I've never seen a rabbit tie a knot, certainly not by a series of circumlocutions about a tree.
Yet, for billions of years people have been describing the procedure for tying a knot by employing a mythical rabbit jaunting about an imaginary tree - even before rabbits and trees existed.
We must free ourselves from this brutal rabbit-tree regime if we are to truly understand the nature and beauty of knots.
Here are my suggestions for a new, emancipating language.
1. The dumb kid with a rope around around his neck runs around the fence post then, like the fucking moron he is, crosses back through the loop of rope between him and the fence post and runs off down the street trying to get to the ice cream vendor that he thinks is coming, the rope pulls tight and snaps him backward, smashing his head on the sidewalk. He lies unconscious for fifteen minutes and dies of exposure; since it's a bitter cold February night. No ice cream vendors patrol the streets in February, kid.
2. A dead rabbit with a rope tied around its hindquarters gets thrown around a tree by two cruel children. They come from very fragile home environments, which is not the dead rabbit's fault. Nonetheless, they loop the rabbit about the tree then twice around the long end of the rabbit's death rope, then they viciously pull the rabbit and rope through the open loop created by the tree and the rope and back through the loop they just created making the first loop and pull tight. They leave the rabbit corpse hanging against the tree. It is a brutal and ominous scene. In the distance, thunder roils.

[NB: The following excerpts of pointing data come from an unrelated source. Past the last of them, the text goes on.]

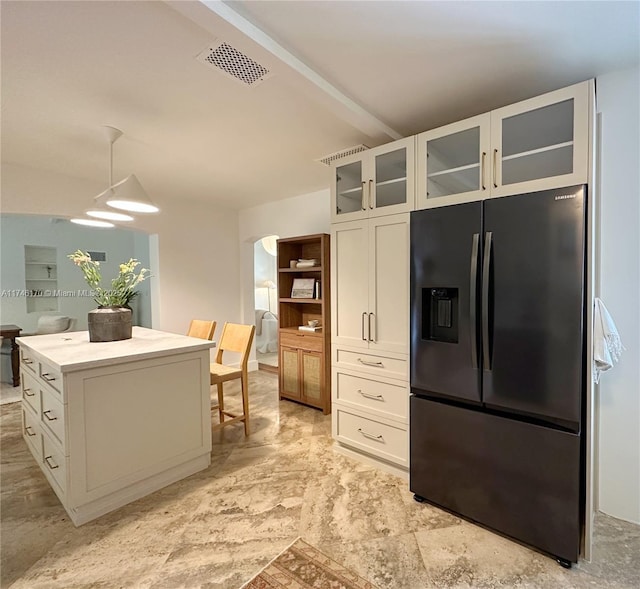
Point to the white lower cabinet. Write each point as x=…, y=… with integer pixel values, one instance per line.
x=371, y=407
x=385, y=440
x=105, y=436
x=370, y=339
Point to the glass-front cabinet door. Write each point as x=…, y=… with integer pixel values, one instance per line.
x=391, y=183
x=541, y=143
x=453, y=163
x=349, y=190
x=379, y=181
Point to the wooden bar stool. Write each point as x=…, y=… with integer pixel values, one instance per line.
x=235, y=338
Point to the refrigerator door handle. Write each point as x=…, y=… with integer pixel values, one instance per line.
x=473, y=285
x=486, y=350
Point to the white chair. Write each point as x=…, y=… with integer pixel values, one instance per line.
x=54, y=324
x=266, y=331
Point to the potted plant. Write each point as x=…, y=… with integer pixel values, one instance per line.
x=111, y=321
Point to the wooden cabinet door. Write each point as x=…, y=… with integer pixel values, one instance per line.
x=311, y=382
x=541, y=143
x=289, y=372
x=349, y=283
x=389, y=283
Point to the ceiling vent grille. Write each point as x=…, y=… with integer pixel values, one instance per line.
x=332, y=157
x=233, y=63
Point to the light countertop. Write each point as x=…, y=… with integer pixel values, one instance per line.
x=71, y=351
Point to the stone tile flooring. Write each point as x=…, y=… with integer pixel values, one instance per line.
x=219, y=527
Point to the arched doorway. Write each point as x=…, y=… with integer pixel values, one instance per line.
x=266, y=302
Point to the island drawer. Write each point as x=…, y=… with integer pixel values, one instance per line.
x=30, y=392
x=54, y=462
x=52, y=376
x=27, y=360
x=383, y=440
x=53, y=415
x=31, y=433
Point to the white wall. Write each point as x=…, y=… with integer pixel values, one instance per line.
x=16, y=231
x=196, y=245
x=618, y=398
x=264, y=270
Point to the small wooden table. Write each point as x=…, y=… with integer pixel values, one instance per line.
x=11, y=332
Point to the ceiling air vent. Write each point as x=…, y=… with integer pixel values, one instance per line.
x=233, y=63
x=332, y=157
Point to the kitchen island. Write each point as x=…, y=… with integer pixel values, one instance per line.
x=110, y=422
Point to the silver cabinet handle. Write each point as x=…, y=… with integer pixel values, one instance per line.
x=369, y=363
x=484, y=157
x=371, y=436
x=370, y=396
x=364, y=339
x=375, y=325
x=51, y=466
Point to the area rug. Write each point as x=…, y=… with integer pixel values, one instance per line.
x=301, y=566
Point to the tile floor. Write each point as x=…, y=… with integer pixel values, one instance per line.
x=219, y=527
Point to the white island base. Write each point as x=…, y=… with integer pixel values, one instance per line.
x=112, y=422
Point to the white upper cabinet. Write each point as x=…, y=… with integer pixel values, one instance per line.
x=452, y=162
x=541, y=143
x=375, y=182
x=370, y=282
x=536, y=144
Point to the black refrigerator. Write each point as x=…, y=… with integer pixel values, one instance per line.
x=498, y=364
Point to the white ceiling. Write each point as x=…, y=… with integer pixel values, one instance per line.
x=342, y=73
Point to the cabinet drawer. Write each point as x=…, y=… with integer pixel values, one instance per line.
x=54, y=462
x=53, y=414
x=52, y=376
x=379, y=439
x=31, y=433
x=385, y=397
x=28, y=361
x=303, y=341
x=30, y=391
x=371, y=363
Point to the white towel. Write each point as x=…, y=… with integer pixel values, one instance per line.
x=607, y=346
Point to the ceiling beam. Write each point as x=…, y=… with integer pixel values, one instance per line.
x=341, y=105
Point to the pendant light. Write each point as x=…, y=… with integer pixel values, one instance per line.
x=102, y=217
x=112, y=134
x=128, y=195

3. A playful water sprite dances about a lily pad stem trailing a length of sparkly magic string behind itself. The water sprite circles the lily pad stem once then stops and giggles. Silly water sprite! The sparkly magic string loops around the sprite once and pulls itself tight, because it's magic! The water turns bright green with the life fluid of the now bisected water sprite. Silly, be-halved water sprite!
4. The trout, in an effort to flee from the looming shadow of the mature bald eagle, swims around the string three times then back up through the three loops it just created. The bald eagle dives with force, missing the trout but ensnaring one of its deadly claws in the loop witlessly created by the trout. It flaps its mighty wings, lifting itself from the water along with the trout dangling from the fisherman's hook. Both trout and eagle are ensnared and can go no further than about thirty feet above the fisherman's boat. The commotion draws the attention of a patrolling game warden. He is not amused by the scene as it is neither trout season nor is it ever permissable to allow your illegal trout to lasso the foot of a federally-protected species. Many other nearby anglers pull closer, and some of them begin filming the unvelievable scene. It gets shown on local and national news, and pulls in millions of hits on web video sites. Despite successfully freeing the eagle and trout, the fisherman receives a healthy fine. The fine, however, pales in comparison to what happens when his wife finds out he was not attending a "weekend board meeting" at work, but rather fishing with whom his wife recognizes in the video e-mailed to her by many concerned friends as his very cute secretary.
5. The zombie clown trudges around its victim twice then tears its victim's scalp open and begins consuming the brains within. The corpse drops between the first and second loops. The zombie clown, in frustration, picks up the warm cadaver and tosses it with the unknowable strength of the undead around the outside of both initial loops but back through the loop created by the collapsing corpse. The zombie clown then turns in its oversized shoes spattered with the blood of so many, and lumbers away. The rope pulls tight. The zombie feels the tug at its ankle and howls in anger. It pulls harder at the constraining knot and the rope passes cleanly through its rotting leg. The zombie clown limps forward, unfazed by this small amputation. Its hunger must be satiated.
4 comments:
Why didn't the zombie clown simply use his axe to chop off the rope with the constraining knot?
Ummm... Elizabeth, as most second graders could tell you, zombie clowns do NOT carry axes.
What you don't know about zombie clowns could fill a book.
A book entitled "What I Don't Know About Zombie Clowns".
As usual, you missed the point here, because, you left out the hole, which is the whole point to this analogy. The rabbit comes out of the hole, first, goes around the tree, and back down the hole. How can the rabbit or the tree exist in any meaningfull sense, without the hole. Otherwise, chaos exists, which is pointed out by the entire diatribe as written. Also, it's a rope, not a tree, or a rabbit, a rope. That should clear things up for you, saving you from further embarrassment in the future.
Thank you very much!
What analogy? Aren't all knots rabbit and tree induced?